There is some validity to this thought. After all, duplication in software usually means you’re doing something wrong – or at least, there could be an easier way. Even ignoring this precept, it’s just common sense that keeping data synchronized concurrently between two data sources as complex as a relational database and a full-text index is not an easy task. Granted, some ORMs can handle this task for you (actually, I can only think of Hibernate and ActiveObjects having this feature), but the principle is the same. And even if everything is neatly and auto-magically synced, there’s always a danger of something getting out of place, and then you’re stuck with a transient stale data issue that’s difficult to track down.
The author of the post mentions that he favors the full-text search capabilities of PostgreSQL, the popular open-source database and competitor to MySQL. This does have the advantage that you’re putting all the data in one place, handling everything with a single query language (SQL), and reducing the technologies your software depends upon. This inarguably makes things a whole lot easier.
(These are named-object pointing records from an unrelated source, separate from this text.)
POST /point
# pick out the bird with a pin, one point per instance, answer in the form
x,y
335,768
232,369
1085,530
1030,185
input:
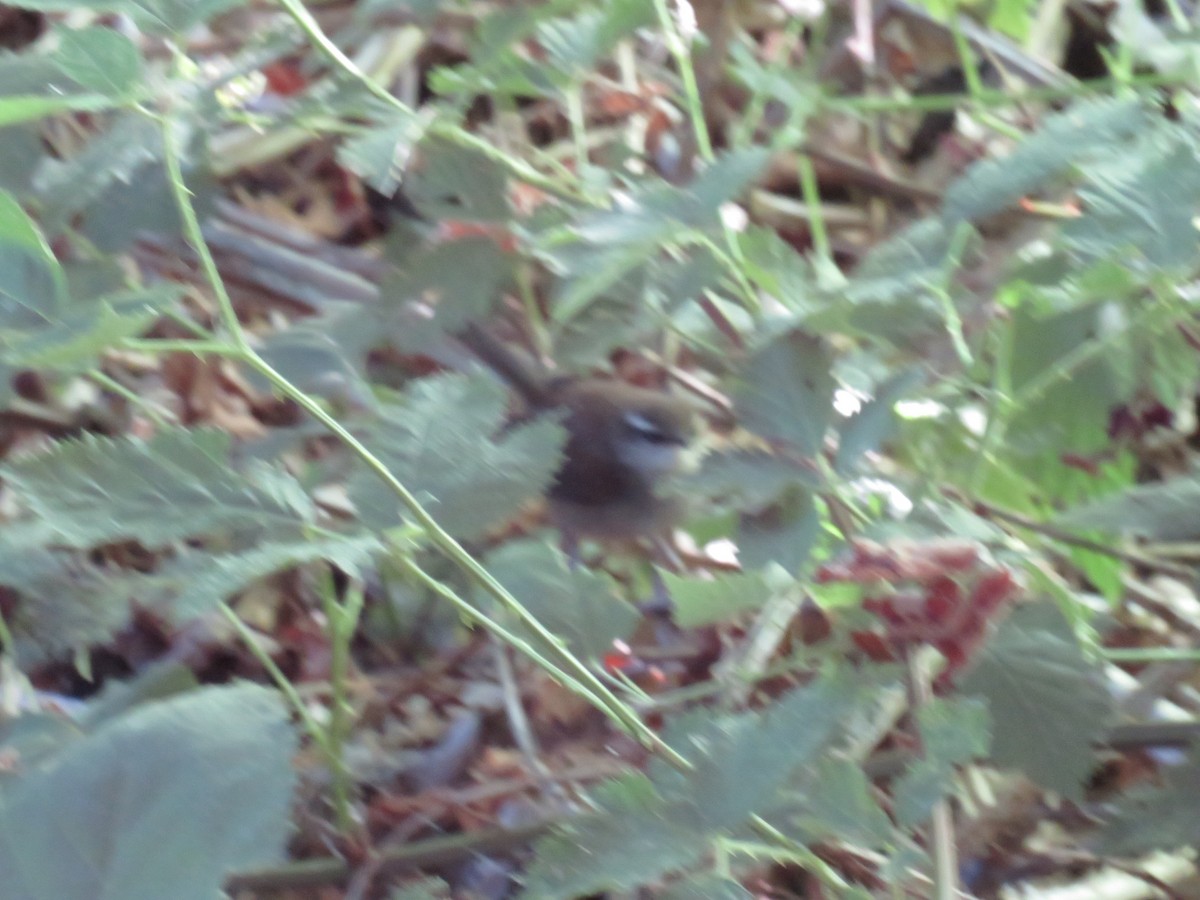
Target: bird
x,y
623,445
The main problem as I see it is this is putting a ton of unnecessary strain on the database. In most modern server-side applications, the bottleneck is in the database (usually caused by too much badly written SQL). There are whole mountains of documentation which offers suggestions on how to alleviate this problem. Indexes, database clustering and a carefully chosen ORM can go a long way. Unfortunately, tacking on full-text indexing seems like a step in the wrong direction.
Lucene is very good at what it does. It’s indexing and storage performance is second to none. In fact, it’s so fast that a lot of companies use it as a quick-and-dirty storage dumping ground for raw data, knowing that it will be much faster and more scalable than a relational database. Why not take advantage of this incredible power and take one more item off of your database’s back? This is all not to mention the fact that a Lucene index query is probably a lot faster than an SQL query grabbing data from a PostgreSQL full-text index.
So what about the flip side of things? Why not just put all the data into Lucene (or clone) and eschew relational databases altogether? Well as I mentioned above, a lot of companies do this for simple things. Lucene is fantastic at both scalability, and very fast indexing and querying of large blocks of text. Where it begins to trip up is when you turn it loose on other data types. Don’t get me wrong, Lucene is an amazing piece of technology. But just like PostgreSQL isn’t a full-text search engine, Lucene isn’t an RDBMS. Each component of the infrastructure needs to handle what it’s best at. In fact, this is really a large aspect of scalability. Ensuring that every technology is utilized to its fullest potential and no more is crucial to a high-volume application.
Final verdict? I think I’m sticking with MySQL and Lucene working in tandem, each doing what they do best. ActiveObjects makes the synchronization almost completely transparent, so it’s not like I’m loading myself down with unnecessary work from a code standpoint. Seems like a good solution to me; and since most of the industry agrees, it’s probably a safe bet for you too.